Absorbing, sharply funny and ­thoroughly satisfying: The best Literary Fiction out now –



AS IF by Isabel Waidner (Hamish Hamilton £16.99, 192pp)

Cult author Waidner has, over the course of four novels focusing on ­working-class, queer and British identity, become something of an underground national treasure.

This outing is a more sober, grounded affair than fans might be used to (Waidner’s prize-winning and ­riotously inventive Sterling Karat Gold featured a unicorn and a ‘micro-dragon’, among other things).

Here, two scraping-by actors who bear a striking similarity to each other end up swapping roles both personally and professionally. Expressing one’s existential crises in words is, one of our heroes reflects, a lot harder than it might seem.

But as we disappear deeper down this novel’s grimly farcical rabbit hole, Waidner does a pretty good job of conveying her characters’ struggles through modern life.

THE IRISH GOODBYE by Heather Aimee O’Neill (Mantle £16.99, 288pp)

Set over a snowy Thanksgiving break, this classic family drama sees the three thirtysomething Ryan sisters gather at their elderly parents’ home on Long Island.

The crumbling coastal house isn’t just a metaphor for family relations; its dilapidation is also the result of an expensive civil lawsuit.

Twenty-five years ago, the sisters had a brother, Topher, whose reckless behaviour resulted in the death of another boy, Daniel.

Topher’s subsequent suicide is among many subjects the family now avoid, but there are new secrets too: Maggie is nervously preparing to introduce her girlfriend to her Irish Catholic mother, but an indiscretion has put both her relationship and career in jeopardy.

Middle sister Alice is horrified to find herself pregnant again, and Cait, the high-flying eldest, carries guilt for the events of the past, as well as a recently reignited torch for Daniel’s brother.

Absorbing, sharply funny and ­thoroughly satisfying.

TRIP by Amie Barrodale (Jonathan Cape £16.99, 304pp)

Trip by name, trip by nature: Barrodale extracts maximum mileage from her title in this wild, hallucinatory ride.

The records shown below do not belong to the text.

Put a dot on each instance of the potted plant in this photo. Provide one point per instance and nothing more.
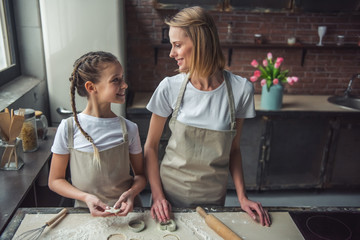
(272, 79)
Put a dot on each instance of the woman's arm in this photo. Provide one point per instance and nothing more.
(126, 200)
(236, 171)
(161, 208)
(60, 185)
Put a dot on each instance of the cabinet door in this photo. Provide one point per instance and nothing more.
(250, 146)
(295, 152)
(344, 163)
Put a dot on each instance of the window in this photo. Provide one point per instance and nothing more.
(9, 58)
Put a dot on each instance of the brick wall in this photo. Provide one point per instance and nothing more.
(326, 71)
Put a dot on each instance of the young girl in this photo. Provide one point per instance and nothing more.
(99, 145)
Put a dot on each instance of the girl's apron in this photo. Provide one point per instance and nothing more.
(194, 170)
(108, 181)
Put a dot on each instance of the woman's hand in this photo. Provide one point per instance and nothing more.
(125, 203)
(250, 207)
(96, 207)
(160, 210)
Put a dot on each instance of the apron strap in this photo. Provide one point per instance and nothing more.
(124, 129)
(70, 123)
(179, 98)
(231, 101)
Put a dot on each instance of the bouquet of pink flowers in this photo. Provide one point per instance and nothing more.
(270, 73)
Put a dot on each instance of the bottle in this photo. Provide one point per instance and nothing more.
(41, 125)
(28, 132)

To start, there’s the work trip that takes video producer Sandra to Nepal for an academic conference on ­consciousness after death.

Then there’s the fatal misstep that kills her – although, as you might expect, that’s just the start of her story, which continues from the limbo-like bardo in which she finds ­herself.

Meanwhile, her autistic son – named, what else? Trip has absconded from the clinic to which Sandra guiltily had him admitted, and is now hitchhiking into the heart of a hurricane with a relapsing alcoholic.

Peppered with references to The Tibetan Book Of The Dead, it’s ­ultimately a story about a mother’s love for her unique offspring.